Living With Addiction Day 11 ~ Depression and Belonging

Blameless Window of Blessings

Living With Addiction

Strongholds of Depression

Damage more than the Afflicted

Day 11 of 40

News Alert:  That mask I lived behind for many years showed the deep darkness to what controlled my very existence.  Depression is a lonely torment.  The enemy plants these tiny seeds of doubt into our minds with words like “You don’t belong, you’ll never be good enough or pretty enough.”  This scheme of deceit creeps into our minds and hearts while this full-blown warfare develops solely to steal, kill and destroy.

Somehow, some way, I saw the hand of God extending down from heaven as I was driving off that cliff and grabbed ahold of it as my car smashed and bounced off the wall of rocks.  Jesus had been patiently waiting for me to grab ahold of His help so I would understand why He came; to set us ALL free, those who would believe, so that we may have life and have it to the fullest (John 10:10).  It was then that this weapon of depression and force of destruction that was being formed against me lost its power during my final attempt at suicide.

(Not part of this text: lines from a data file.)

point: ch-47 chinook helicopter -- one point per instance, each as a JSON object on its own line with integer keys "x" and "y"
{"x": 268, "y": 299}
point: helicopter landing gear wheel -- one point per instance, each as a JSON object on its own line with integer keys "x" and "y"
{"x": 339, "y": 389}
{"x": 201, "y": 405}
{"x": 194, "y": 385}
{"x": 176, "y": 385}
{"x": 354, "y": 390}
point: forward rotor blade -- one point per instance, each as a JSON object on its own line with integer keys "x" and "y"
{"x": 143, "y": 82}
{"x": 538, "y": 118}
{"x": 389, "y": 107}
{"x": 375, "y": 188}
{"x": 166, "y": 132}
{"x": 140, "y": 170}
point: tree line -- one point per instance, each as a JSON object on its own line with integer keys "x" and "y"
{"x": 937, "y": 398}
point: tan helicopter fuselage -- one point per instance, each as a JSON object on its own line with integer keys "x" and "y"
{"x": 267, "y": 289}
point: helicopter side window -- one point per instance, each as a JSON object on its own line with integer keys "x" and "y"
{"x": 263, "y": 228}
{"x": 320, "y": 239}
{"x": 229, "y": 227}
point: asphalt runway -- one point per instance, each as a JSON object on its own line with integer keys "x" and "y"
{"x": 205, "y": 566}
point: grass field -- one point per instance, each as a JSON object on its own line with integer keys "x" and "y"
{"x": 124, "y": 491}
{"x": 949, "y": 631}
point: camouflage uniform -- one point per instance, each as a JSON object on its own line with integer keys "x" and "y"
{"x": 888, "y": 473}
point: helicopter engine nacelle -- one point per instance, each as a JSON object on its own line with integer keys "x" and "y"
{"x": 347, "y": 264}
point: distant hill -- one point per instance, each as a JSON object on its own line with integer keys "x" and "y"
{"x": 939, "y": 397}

While I was unconscious due to my skull fracture, I witnessed that bright light that some near-death experiences receive as I witnessed my life flashing before my very eyes.  I was touched clearly by the hand of God; how else could I survive flying through the air 350 feet after going through steel beams and bars and smashing into the cliff’s rocks, not to mention living through the force of the impact that compressed and wrapped my remains around the twisted metal of what was once my Volkswagen Bug.

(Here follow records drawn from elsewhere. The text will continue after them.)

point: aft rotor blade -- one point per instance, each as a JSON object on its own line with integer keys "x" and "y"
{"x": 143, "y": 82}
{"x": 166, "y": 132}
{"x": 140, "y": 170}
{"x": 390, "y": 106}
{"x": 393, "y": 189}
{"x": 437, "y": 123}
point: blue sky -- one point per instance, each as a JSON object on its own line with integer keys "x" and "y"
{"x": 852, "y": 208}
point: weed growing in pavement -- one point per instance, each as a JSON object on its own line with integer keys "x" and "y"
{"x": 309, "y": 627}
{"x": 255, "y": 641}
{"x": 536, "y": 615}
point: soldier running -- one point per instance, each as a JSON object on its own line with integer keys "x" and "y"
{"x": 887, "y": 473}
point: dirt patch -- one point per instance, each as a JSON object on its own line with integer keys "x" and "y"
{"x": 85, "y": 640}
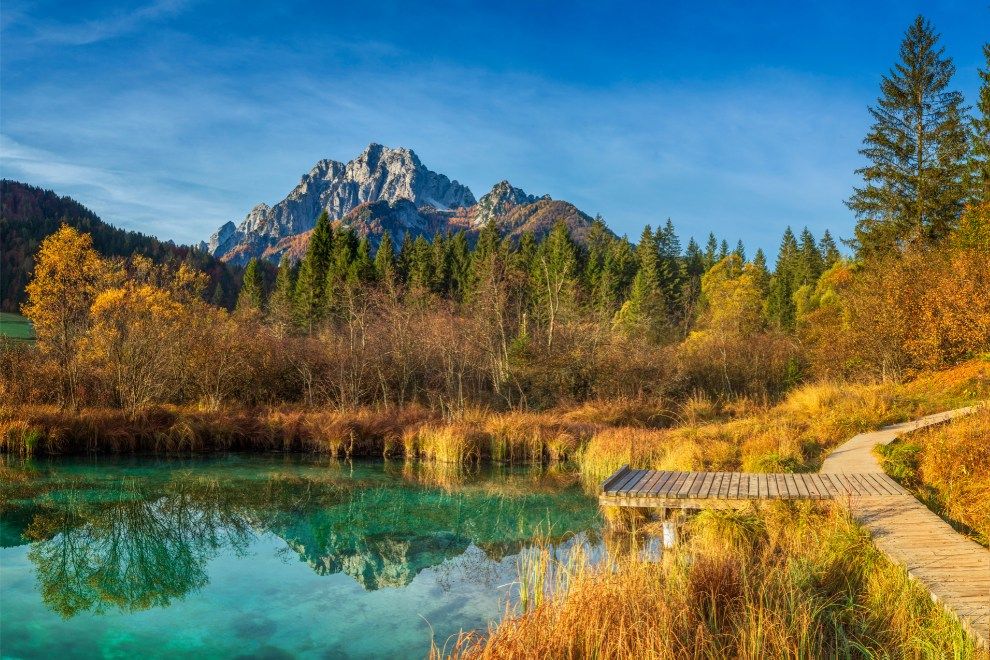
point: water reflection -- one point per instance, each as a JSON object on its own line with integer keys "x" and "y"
{"x": 106, "y": 539}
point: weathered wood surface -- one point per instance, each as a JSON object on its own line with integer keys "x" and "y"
{"x": 954, "y": 569}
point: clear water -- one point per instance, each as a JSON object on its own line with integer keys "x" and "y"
{"x": 265, "y": 556}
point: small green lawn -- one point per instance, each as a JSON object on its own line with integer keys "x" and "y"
{"x": 15, "y": 326}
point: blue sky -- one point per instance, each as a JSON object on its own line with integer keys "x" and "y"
{"x": 173, "y": 116}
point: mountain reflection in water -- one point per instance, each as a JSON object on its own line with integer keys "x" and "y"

So what happened to good ‘ole Scott, that dreamy boy, that some of you have asked?  You know, I don’t know.  I will never forget the “words” from his get-well card saying, “If you ever want to drop in anywhere, drop in at my house.”  He said I looked beautiful at the concert and disappeared right afterwards.  Due to our amazing seats, he was unable to get up front with us, but that he was behind me the whole time watching us a dozen rows back.

My parents and I moved to a completely new area shortly after my release from both hospitalizations and I never saw him again.  The enemy is good about robbing us of blessings and gifts that were ours to begin with to open, but we let doubt, insecurities, and fears, you name it, rob us of our value and our gifts intended just for that day.

Since Isaiah 54:17 reassures us that no weapon formed against us shall prosper, then it is my duty and responsibility to believe and walk out my faith trusting God at His Word.  This will require moving forward in great expectation and obedience so I may receive the deliverance from this weapon called depression however He chooses to orchestrate it.

God is faithful; He brought my deliverance and healing, but it was not without great cost and pain; the death of Jesus Christ.  I’d call it nothing short of a miracle.  Being healed by Jesus offers us a lifelong journey of hope and joy while giving us glimpses into what heaven will really be like. 

When we encounter this Great Love affair on a daily basis breathing, living and applying His Word to our lives, we become redeemed and transformed and our old strongholds and insecurities that genetically shackled us are removed and we become restored and renewed to being these Beautiful Beloveds God designed and created us to be.

It also helps us love others, even those that have brought us harm.  I want to live and love like 1 Corinthians 13 tells us; through kindness, humility, patience, and by being one who does not easily anger and holds no record of wrongdoing while seeing the best in others through the lens of the forgiveness that was bestowed upon me during the outpouring of love and redemption.

Having a relationship with the Lord changed my perception on who I was!  I finally belonged, to the King of kings and Lord of lords, mind you, and experienced the Love that we all yearn for; the Love I was even going to die for, but Jesus took my place instead and rescued me from myself.  This is called our Father’s Love!  He’s a good, good Father.